Scaling experiments

A minimal implementation of a multi-device sharded transformer training, and a walk through of each component. The intention is educational - we'll build the required elements from the ground up and understand exactly where each computation is going. This is made exceptionally easy by jax, which is beautiful to work with on hardware meshes. All up it is only ~100 lines more than minGPT, with many of those as comments. Credit where its due - many elements from GPT-J's layer implementations are re-used here, but explained in detail.

Alt Text

For production ready code, look at Mistral or the Deepspeed library (for Pytorch), or GPT-J (Jax). This repo is purely focused on exploring memory/compute strategies in multi-device training for a GPT style transformer - it could be further optimised through using float16, gcp streaming of tfrecords for dataloader, learning rate schedules etc

This code uses the megatron-LM/GPT-J data+tensor parallelism scheme, which is simple and efficient on hardware meshes like TPUs.

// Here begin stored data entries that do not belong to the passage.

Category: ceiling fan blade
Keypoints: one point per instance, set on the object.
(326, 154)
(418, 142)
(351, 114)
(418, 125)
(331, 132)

Soon, I'd like to look at pipeline parallelism, implement ZeRO style sharding - and use Ray to coordinate a K8s cluster of TPUv2s (for all those times you don't have a TPUvX-256!)

This should be run on a TPU (either through GCP / TRC or Colab) as that gives us 8 devices to experiment with. In general, TPUs make training large models much easier - as your needs scale you can use bigger and bigger TPU pods, so its easy to see why Tesla is making their own extensible hardware mesh in Dojo.

A couple of resources that I've leant on:

Usage

  1. Run setup.sh (required for jax memory profiling).
  2. Either work through the tutorial notebook, or run train.py. ~1 hour of training produces results identifiably Shakespearean output which is structured like a play.